Six people sit at a circular table. Three men and three women. What is the probability that all girls sit together?
I start by identifying the cardinality of the sample set (omega). It's a circular table so rather than having the normal $6!$ permutations we divide by $6$ it to $5!$. We have three men and three women. Their gender is their only identifying factor so they're interchangeable. This is true for both so we now have $\frac{5!}{3!3!}$.
Here's the problem. When this resolves I get $\frac{10}{3} \approx 3.333$ repeating. What am I doing wrong to end up with a fraction?
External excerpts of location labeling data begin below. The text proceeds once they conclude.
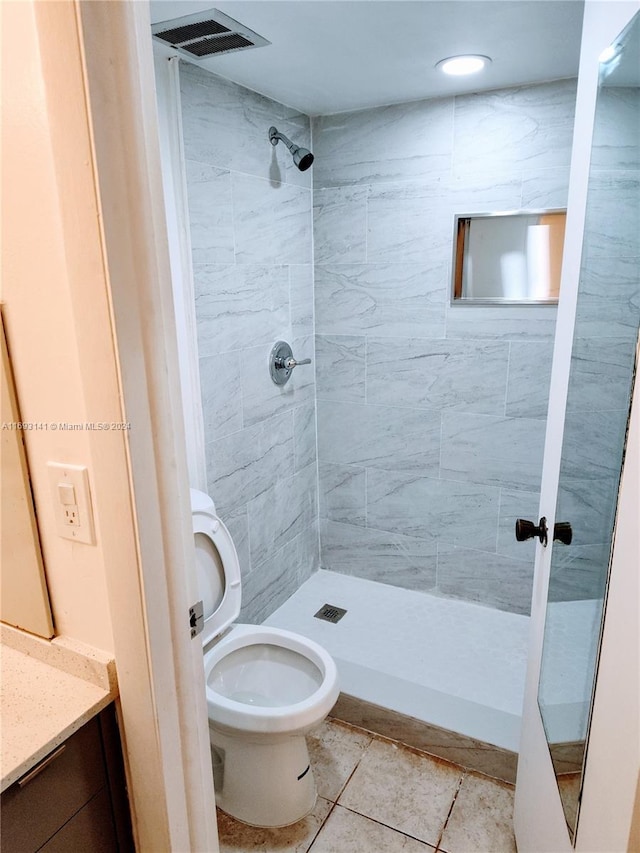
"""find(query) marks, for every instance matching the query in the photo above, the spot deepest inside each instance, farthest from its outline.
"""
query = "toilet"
(265, 688)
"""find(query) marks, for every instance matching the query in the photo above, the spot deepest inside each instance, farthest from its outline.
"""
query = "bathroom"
(361, 484)
(333, 494)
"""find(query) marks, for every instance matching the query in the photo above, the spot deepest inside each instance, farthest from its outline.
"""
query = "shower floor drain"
(330, 613)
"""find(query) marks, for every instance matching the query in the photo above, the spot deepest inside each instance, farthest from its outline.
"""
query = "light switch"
(67, 494)
(72, 502)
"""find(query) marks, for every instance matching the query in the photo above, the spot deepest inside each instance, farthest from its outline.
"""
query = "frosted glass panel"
(509, 257)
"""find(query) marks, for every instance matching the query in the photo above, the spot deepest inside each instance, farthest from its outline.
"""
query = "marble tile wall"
(251, 234)
(431, 418)
(607, 320)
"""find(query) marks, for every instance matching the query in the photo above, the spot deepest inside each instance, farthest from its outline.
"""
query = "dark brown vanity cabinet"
(74, 800)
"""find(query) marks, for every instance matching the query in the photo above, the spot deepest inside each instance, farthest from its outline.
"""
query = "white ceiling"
(328, 56)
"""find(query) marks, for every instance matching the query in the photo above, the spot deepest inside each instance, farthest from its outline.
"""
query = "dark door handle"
(562, 532)
(527, 530)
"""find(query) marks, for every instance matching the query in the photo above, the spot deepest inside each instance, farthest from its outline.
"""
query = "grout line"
(388, 826)
(321, 827)
(453, 802)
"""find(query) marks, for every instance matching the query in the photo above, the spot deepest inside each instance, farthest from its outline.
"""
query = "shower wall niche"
(431, 417)
(251, 238)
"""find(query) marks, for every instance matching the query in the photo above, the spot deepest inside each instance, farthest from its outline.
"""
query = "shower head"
(302, 157)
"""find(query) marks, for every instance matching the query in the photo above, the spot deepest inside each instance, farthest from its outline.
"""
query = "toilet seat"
(266, 688)
(218, 567)
(286, 717)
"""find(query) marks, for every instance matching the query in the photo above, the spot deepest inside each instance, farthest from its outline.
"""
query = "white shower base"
(449, 663)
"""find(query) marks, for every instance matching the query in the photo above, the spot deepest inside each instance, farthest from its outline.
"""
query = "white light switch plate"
(74, 521)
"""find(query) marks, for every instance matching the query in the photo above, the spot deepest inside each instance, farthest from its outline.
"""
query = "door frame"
(539, 820)
(160, 671)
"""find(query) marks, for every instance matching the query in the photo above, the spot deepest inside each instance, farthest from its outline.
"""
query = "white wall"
(57, 321)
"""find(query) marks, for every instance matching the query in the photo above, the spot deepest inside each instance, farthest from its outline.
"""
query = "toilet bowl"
(265, 689)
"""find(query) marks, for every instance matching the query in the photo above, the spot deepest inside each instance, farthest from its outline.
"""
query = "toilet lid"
(217, 567)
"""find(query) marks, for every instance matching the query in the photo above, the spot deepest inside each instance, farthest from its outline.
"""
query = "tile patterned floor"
(378, 796)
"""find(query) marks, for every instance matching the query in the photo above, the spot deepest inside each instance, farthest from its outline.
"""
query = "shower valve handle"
(282, 362)
(290, 363)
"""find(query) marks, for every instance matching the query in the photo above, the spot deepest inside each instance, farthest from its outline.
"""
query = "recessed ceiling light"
(461, 65)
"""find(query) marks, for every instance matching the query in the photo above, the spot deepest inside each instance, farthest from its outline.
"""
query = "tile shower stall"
(399, 460)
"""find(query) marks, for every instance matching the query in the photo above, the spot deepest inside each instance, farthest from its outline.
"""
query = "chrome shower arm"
(275, 135)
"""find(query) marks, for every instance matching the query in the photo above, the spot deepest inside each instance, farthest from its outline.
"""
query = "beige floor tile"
(236, 837)
(404, 790)
(347, 832)
(482, 818)
(569, 787)
(335, 749)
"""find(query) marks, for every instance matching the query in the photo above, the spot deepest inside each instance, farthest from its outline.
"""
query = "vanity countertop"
(49, 689)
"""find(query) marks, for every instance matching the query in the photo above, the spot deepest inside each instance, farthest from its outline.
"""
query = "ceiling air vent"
(206, 34)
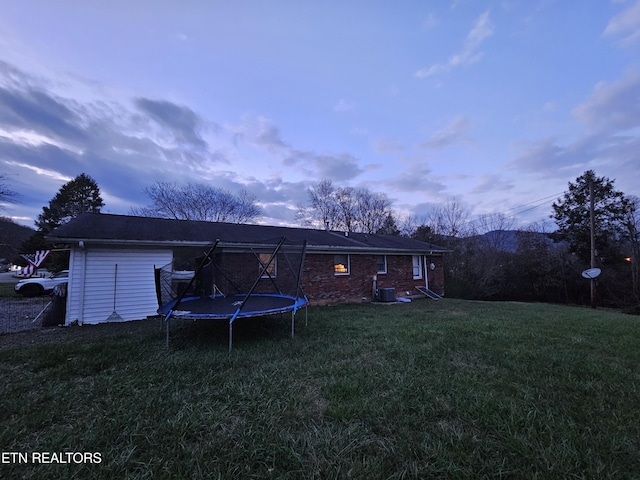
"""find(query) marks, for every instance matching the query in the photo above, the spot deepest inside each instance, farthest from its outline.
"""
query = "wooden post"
(593, 242)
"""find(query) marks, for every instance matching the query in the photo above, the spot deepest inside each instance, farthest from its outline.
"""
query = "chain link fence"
(18, 314)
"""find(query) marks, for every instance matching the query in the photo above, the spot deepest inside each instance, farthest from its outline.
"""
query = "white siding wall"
(92, 284)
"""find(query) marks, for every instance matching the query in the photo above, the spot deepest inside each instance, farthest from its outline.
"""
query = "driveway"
(7, 277)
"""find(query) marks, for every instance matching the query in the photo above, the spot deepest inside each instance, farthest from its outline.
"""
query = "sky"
(494, 104)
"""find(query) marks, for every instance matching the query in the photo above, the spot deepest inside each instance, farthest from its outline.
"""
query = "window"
(341, 264)
(417, 267)
(271, 271)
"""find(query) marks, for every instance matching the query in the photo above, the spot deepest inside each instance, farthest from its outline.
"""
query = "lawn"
(455, 389)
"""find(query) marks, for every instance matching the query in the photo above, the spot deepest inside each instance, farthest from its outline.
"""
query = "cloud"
(417, 178)
(626, 25)
(269, 135)
(387, 145)
(340, 167)
(451, 134)
(470, 53)
(343, 106)
(491, 184)
(183, 123)
(613, 106)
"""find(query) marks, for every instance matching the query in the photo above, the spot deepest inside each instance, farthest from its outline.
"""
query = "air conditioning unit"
(387, 294)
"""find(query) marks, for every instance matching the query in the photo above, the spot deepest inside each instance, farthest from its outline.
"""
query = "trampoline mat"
(226, 306)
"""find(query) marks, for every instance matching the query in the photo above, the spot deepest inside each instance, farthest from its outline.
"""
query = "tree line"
(488, 259)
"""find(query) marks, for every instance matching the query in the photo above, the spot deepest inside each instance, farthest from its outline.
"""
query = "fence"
(18, 314)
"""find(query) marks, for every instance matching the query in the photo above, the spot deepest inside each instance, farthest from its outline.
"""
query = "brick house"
(113, 257)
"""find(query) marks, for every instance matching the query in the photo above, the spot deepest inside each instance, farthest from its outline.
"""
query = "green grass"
(6, 290)
(454, 389)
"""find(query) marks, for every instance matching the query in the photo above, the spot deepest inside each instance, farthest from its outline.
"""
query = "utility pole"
(593, 243)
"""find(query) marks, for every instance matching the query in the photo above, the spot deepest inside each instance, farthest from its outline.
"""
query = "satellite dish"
(591, 273)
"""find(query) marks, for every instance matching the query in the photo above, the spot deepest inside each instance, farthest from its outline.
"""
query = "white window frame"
(263, 258)
(416, 261)
(337, 262)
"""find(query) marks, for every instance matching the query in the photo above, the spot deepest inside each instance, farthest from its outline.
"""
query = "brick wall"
(319, 282)
(323, 287)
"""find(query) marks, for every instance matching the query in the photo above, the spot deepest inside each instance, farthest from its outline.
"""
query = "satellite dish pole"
(593, 243)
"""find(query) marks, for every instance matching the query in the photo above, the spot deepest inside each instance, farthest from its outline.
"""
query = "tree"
(196, 201)
(572, 216)
(450, 219)
(6, 194)
(345, 208)
(78, 196)
(632, 239)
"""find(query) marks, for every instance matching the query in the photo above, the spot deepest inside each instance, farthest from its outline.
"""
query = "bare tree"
(632, 234)
(450, 219)
(196, 201)
(345, 208)
(6, 194)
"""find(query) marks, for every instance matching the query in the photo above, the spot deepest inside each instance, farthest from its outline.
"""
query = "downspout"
(426, 273)
(81, 283)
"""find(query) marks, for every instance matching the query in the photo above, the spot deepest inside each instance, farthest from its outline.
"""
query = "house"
(113, 259)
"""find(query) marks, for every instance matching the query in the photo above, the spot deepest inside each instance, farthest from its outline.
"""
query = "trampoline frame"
(298, 301)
Assuming that had resolved as an integer I'd move to find the cardinality of E, our Event. For our event all three woman act as one unit leaving 3 interchangeable men and one group of woman, or 4 objects. It's a circular table so we divide by $4$ and get $3!$. We still have three Thus we could find the cardinality of E by simplifying $\frac{3!}{3!}=1$.
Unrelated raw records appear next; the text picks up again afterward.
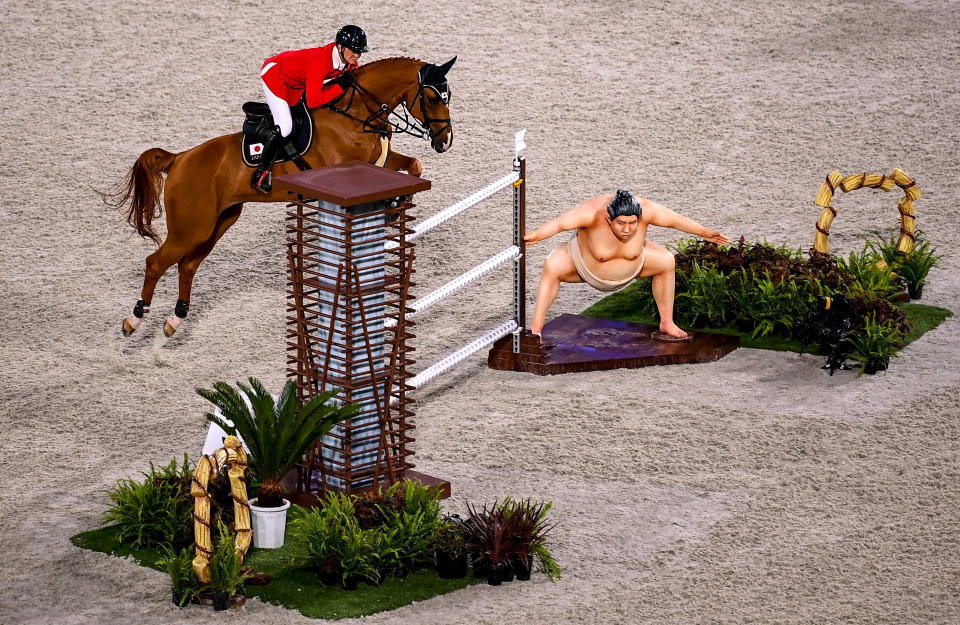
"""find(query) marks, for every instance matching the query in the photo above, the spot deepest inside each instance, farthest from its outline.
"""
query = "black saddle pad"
(259, 123)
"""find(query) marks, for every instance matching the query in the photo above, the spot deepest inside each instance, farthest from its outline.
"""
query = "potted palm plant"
(278, 434)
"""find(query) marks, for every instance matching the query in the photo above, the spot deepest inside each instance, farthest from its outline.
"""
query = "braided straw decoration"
(231, 454)
(835, 180)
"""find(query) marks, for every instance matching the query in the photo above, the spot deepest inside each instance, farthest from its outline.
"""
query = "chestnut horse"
(207, 186)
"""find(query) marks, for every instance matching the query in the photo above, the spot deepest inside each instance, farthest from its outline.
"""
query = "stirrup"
(264, 183)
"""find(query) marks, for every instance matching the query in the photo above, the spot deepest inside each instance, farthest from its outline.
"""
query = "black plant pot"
(481, 567)
(451, 567)
(221, 601)
(329, 571)
(177, 597)
(522, 569)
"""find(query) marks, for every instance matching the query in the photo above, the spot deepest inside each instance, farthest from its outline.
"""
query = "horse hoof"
(171, 325)
(130, 325)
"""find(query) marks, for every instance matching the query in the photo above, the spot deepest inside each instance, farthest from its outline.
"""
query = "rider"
(320, 72)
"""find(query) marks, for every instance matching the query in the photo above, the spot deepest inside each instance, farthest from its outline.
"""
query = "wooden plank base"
(573, 344)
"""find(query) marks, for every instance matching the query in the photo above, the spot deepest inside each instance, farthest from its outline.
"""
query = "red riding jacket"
(297, 71)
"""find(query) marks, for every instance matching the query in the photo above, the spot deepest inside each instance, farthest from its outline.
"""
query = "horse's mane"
(373, 64)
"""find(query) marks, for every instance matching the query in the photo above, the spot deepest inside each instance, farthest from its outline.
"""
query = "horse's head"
(431, 104)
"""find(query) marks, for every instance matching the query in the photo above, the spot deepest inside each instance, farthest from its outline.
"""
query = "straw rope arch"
(835, 180)
(233, 455)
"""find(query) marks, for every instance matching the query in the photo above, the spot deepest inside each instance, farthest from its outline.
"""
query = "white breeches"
(278, 106)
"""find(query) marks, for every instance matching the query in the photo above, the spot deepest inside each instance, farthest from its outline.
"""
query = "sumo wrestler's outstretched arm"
(659, 215)
(579, 217)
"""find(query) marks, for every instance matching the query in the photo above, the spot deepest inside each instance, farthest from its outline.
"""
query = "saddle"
(259, 123)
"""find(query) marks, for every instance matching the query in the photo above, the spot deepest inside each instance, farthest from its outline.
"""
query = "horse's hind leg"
(157, 264)
(189, 264)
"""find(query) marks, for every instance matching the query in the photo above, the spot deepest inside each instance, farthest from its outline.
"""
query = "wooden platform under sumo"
(572, 344)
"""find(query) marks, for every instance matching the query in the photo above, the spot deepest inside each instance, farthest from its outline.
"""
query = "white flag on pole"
(521, 145)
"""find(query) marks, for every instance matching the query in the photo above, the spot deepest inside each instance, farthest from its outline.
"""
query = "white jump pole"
(515, 253)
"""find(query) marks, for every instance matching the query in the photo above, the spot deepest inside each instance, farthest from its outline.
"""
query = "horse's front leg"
(397, 161)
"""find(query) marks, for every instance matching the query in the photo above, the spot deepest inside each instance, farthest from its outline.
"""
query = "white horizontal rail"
(452, 360)
(453, 210)
(461, 281)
They are not interchangeable: if the women are $W_1,W_2$, and $W_3$, a seating arrangement in which they sit in the order $W_1W_2W_3$ is distinguishable from one in which they sit in the order $W_2W_1W_3$.
Since the table is circular, we can list any arrangement by starting with $W_1$ and then going around the table clockwise from her. As you say, there are $5!$ ways to fill in the other $5$ people. In order to get the $3$ women seated together, we must have one of the arrangment patterns $W_1WWMMM$, $W_1WMMMW$, or $W_1MMMWW$, where $W$ stands for a woman and $M$ for a man. Thus, there are $3$ pairs of seats in which we can put $W_2$ and $W_3$, and we can seat them in either order. Finally, there are $3!$ possible seating orders for the $3$ men, so there are altogether $3\cdot2\cdot3!=36$ arrangements that have all $3$ women sitting together, and the probability of getting one of them is $\frac{36}{5!}=\frac3{10}$.
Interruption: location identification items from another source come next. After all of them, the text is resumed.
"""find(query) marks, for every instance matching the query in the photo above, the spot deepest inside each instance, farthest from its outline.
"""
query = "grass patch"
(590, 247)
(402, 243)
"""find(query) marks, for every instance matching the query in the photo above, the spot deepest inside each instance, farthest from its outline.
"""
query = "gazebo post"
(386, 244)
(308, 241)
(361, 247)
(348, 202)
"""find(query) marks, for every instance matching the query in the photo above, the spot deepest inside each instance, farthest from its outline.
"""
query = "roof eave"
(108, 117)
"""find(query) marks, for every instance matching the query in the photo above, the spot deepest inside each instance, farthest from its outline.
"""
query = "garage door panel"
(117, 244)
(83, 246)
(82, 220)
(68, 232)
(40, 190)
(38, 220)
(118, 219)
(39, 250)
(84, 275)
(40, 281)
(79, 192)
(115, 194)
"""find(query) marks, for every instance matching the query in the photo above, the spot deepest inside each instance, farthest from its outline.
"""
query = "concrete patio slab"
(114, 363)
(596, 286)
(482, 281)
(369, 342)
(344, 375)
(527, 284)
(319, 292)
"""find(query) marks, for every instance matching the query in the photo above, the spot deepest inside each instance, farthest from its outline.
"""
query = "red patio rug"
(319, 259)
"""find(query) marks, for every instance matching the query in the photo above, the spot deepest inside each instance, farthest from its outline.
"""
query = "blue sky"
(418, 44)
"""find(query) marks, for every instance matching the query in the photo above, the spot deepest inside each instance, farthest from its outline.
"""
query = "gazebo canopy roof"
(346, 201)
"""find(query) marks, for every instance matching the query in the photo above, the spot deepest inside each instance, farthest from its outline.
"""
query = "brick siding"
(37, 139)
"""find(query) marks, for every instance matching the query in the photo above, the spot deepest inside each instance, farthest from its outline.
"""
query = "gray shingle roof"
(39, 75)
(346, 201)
Or we can be a little cleverer and realize that if the $3$ women are together, the $3$ men must also be together. The $3$ women can be seated in $3!$ different orders in $3$ consecutive seats, and the $3$ men can then fill the remaining $3$ seats in $3!$ different orders. This yields the same total of $3!\cdot3!=36$ acceptable arrangements and the same probability of $\frac3{10}$ of getting one of them.